Risk Factors Related to the Environment Affecting Our Properties
Climate change may adversely impact our properties directly, and may lead to additional compliance obligations and costs as well as additional taxes and fees. Geographic concentration of our properties makes our business more vulnerable to natural disasters, severe weather conditions and climate change. Costs of environmental remediation may impact our financial performance and reduce our cash flow.
Risk Factors Related to Corporate Matters
An uninsured loss or a loss that exceeds the insurance coverage on our properties may subject us to loss of capital and revenue on those properties. Failure to attract and retain key personnel may adversely affect our business and operations. The unauthorized access, use, theft or destruction of tenant or employee personal, financial or other data or of Regency’s proprietary or confidential information stored in our information systems or by third parties on our behalf could impact our reputation and brand and expose us to potential liability and loss of revenues.
Risk Factors Related to Our Partnerships and Joint Ventures
We do not have voting control over all of the properties owned in our co-investment partnerships and joint ventures, so we are unable to ensure that our objectives will be pursued. The termination of our partnerships may adversely affect our cash flow, operating results, and our ability to make distributions to stock and unit holders.
Risk Factors Related to Funding Strategies and Capital Structure
Our ability to sell properties and fund acquisitions and developments may be adversely impacted by higher market capitalization rates and lower NOI at our properties which may dilute earnings. We depend on external sources of capital, which may not be available in the future on favorable terms or at all. Our debt financing may adversely affect our business and financial condition. Covenants in our debt agreements may restrict our operating activities and adversely affect our financial condition. Increases in interest rates would cause our borrowing costs to rise and negatively impact our results of operations. Hedging activity may expose us to risks, including the risks that a counterparty will not perform and that the hedge will not yield the economic benefits we anticipate, which may adversely affect us. The interest rates on our Unsecured Credit facilities as well as on our variable rate mortgages and interest rate swaps might change based on changes to the method in which LIBOR or its replacement rate is determined.
Risk Factors Related to the Market Price for Our Securities
Changes in economic and market conditions may adversely affect the market price of our securities.
There is no assurance that we will continue to pay dividends at historical rates.
Risk Factors Relating to the Company’s Qualification as a REIT
If the Parent Company fails to qualify as a REIT for federal income tax purposes, it would be subject to federal income tax at regular corporate rates. Dividends paid by REITs generally do not qualify for reduced tax rates. Certain foreign stockholders may be subject to U.S. federal income tax on gain recognized on a disposition of our common stock if we do not qualify as a “domestically controlled” REIT.

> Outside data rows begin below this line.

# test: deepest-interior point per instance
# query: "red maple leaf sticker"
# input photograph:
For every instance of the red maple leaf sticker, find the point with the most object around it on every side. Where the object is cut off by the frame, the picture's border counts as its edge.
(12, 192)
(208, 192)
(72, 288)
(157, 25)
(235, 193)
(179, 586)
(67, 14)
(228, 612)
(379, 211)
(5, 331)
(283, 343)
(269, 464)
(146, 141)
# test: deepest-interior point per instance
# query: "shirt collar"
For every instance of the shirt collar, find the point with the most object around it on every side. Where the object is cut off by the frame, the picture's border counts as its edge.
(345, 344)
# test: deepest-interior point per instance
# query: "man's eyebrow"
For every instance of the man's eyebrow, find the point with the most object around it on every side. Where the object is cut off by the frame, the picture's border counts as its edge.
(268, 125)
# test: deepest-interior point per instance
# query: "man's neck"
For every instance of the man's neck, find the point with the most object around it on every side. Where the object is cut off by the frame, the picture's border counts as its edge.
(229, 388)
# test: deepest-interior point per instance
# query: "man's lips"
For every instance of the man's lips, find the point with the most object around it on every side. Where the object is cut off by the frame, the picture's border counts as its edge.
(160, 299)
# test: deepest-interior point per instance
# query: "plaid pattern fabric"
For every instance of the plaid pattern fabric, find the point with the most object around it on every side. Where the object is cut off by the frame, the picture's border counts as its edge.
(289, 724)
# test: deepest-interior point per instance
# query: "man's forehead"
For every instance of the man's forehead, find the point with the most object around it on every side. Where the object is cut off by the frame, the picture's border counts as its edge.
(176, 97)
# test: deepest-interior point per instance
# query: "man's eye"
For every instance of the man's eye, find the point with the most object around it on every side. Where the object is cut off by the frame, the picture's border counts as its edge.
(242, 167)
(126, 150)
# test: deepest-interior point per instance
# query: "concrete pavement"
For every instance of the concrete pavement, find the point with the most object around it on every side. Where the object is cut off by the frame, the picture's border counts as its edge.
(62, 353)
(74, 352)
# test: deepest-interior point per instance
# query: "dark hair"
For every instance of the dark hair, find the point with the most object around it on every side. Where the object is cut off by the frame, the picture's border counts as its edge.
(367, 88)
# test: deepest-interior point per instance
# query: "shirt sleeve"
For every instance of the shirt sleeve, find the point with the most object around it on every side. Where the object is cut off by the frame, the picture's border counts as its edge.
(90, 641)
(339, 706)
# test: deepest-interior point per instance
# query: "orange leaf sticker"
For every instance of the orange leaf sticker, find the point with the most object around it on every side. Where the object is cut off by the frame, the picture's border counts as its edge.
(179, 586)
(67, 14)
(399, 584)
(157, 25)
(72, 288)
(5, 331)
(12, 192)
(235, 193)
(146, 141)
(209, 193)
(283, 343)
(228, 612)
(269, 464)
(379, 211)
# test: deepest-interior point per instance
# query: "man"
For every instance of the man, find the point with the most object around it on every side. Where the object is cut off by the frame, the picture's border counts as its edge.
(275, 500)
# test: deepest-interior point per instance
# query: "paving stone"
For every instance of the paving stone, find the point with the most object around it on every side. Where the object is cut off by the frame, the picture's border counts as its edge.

Legislative or other actions affecting REITs may have a negative effect on us. Complying with REIT requirements may limit our ability to hedge effectively and may cause us to incur tax liabilities.
Risks Related to the Company’s Common Stock
Restrictions on the ownership of the Parent Company’s capital stock to preserve its REIT status may delay or prevent a change in control. The issuance of the Parent Company's capital stock may delay or prevent a change in control. Ownership in the Parent Company may be diluted in the future.